Maria Eduarda (esq.) e Campos - elas estavam sem a "seta" na hora da foto porque era intervalo de descanso.
Maria Eduarda (esq.) e Campos – elas estavam sem a “seta” na hora da foto porque era intervalo de descanso

Era domingo e Maria Eduarda, de 53 anos, e sua colega de “batente” Campos (que não quis dar o nome completo), de 47, trabalhavam numa rua perto da minha casa como divulgadoras de lançamento imobiliário – aquelas “pessoas-seta”, que ficam em pé o dia inteiro segurando uma placa que aponta para a direção do novo empreendimento.

É o trabalho que encontraram. Maria Eduarda pela idade. Campos porque está em tratamento contra dependência química – disse que já usou “tudo quanto é tipo de droga”, saiu do crack, depois foi para a cocaína. Elas ganham de R$ 30 a R$ 45 por dia. 

“Isso aqui é um bico para muita gente que não encontra emprego em outro lugar. Não exige experiência, e aqui pega qualquer tipo de pessoa, não tem aquela discriminação. Tendeu? Gordo, velho, de olhos azuis, cor de rosa, aposentado, estudante”, explicou Campos.

Maria Eduarda, além de tudo, contou que só pode trabalhar aos finais de semana. Durante a semana ela fica responsável por levar o sobrinho-neto, de 13 anos, à AACD (Associação de Assistência à Criança Deficiente). “Faltou oxigênio na hora do parto. Minha sobrinha trabalha na feira e levo ele para ela.”

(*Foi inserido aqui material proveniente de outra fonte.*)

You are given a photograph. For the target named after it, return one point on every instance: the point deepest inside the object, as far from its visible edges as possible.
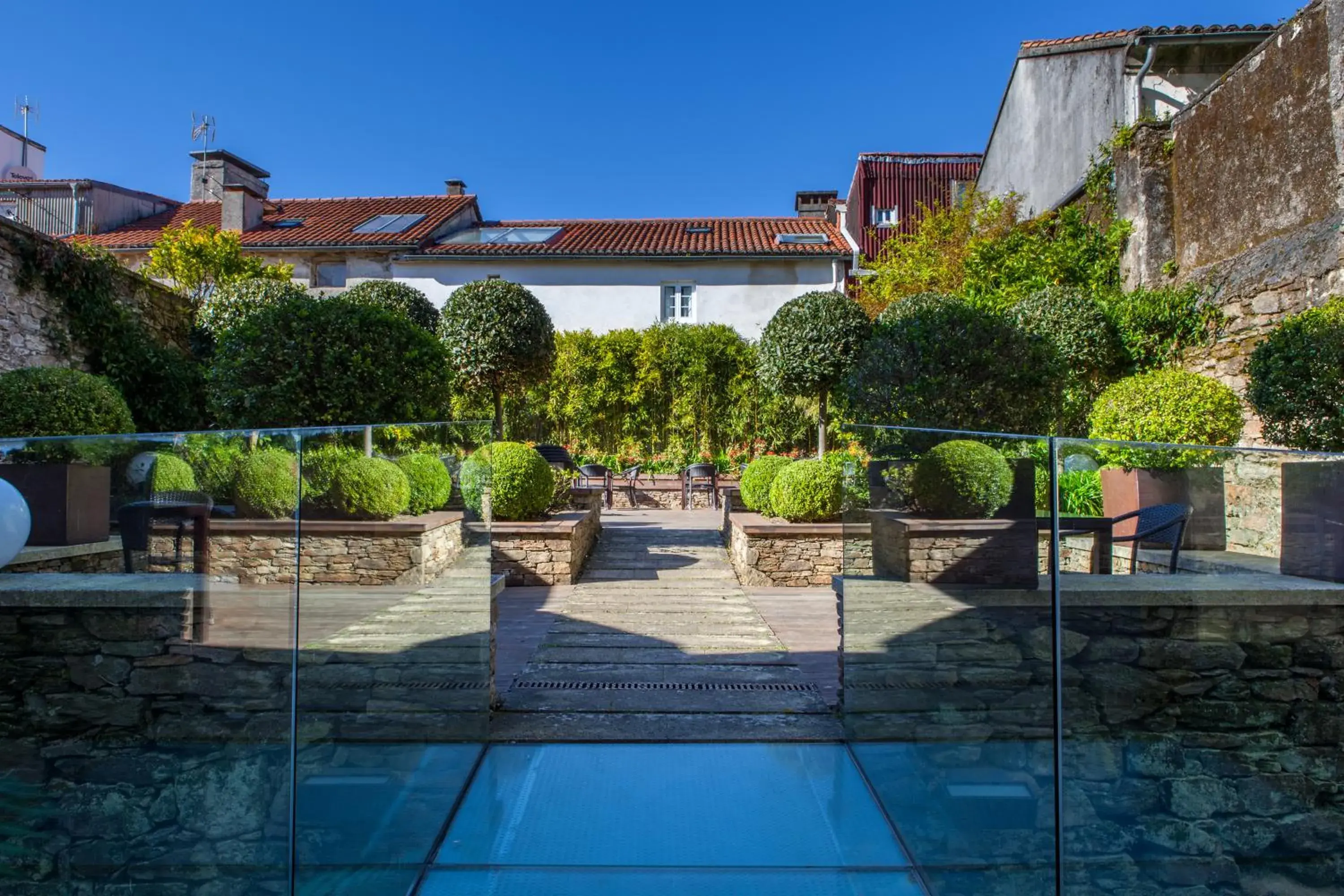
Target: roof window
(388, 224)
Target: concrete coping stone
(95, 590)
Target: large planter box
(70, 503)
(1199, 487)
(1314, 521)
(983, 552)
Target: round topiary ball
(267, 487)
(431, 481)
(757, 480)
(1167, 406)
(171, 473)
(961, 480)
(522, 481)
(230, 304)
(808, 492)
(370, 488)
(401, 299)
(1297, 381)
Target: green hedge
(961, 480)
(757, 480)
(432, 485)
(807, 492)
(370, 488)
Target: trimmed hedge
(1167, 406)
(808, 492)
(961, 480)
(370, 488)
(268, 485)
(171, 473)
(396, 297)
(432, 485)
(1297, 379)
(757, 480)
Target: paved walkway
(656, 642)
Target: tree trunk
(822, 426)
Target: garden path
(659, 642)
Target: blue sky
(586, 109)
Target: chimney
(217, 170)
(812, 203)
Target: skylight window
(504, 236)
(389, 224)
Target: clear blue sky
(585, 109)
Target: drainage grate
(662, 685)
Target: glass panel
(947, 660)
(1202, 719)
(146, 656)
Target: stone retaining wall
(545, 552)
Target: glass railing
(225, 668)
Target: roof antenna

No caso de Campos, o trabalho faz parte de seu novo projeto de vida. “Estou estudando, fazendo curso, me recolocando no meio da sociedade. Esse aqui é o meu meio de vida (…). É legal, melhor do que não fazer nada, ficar ‘helloou’, vendo o tempo passar. É um dinheirinho que entra para uma condução, uma mistura, e um monte de coisa.”

– E agora que acabaram de me contar tudo isso (eu estava bastante surpreendida com a história das duas), eu queria fazer uma última pergunta: qual é o sentido da vida para vocês?

“Ahh…. É uma situação melhor… Eu, para mim, estou procurando os meus objetivos, porque ainda não está tarde para eu me recuperar, ter uma vida digna. É o que eu quero, não quero ficar estacionada. É daqui para melhor. (…) Um projeto de vida, me levantar. Só porque aconteceu um fato na minha vida ruim eu vou ficar lá olhando e chorando? Eu acho que ainda estou nova”, disse Campos.

Maria Eduarda foi mais curta em sua resposta: “Estou sendo útil para meu sobrinho-neto. E não tô parada, né. É ser útil.”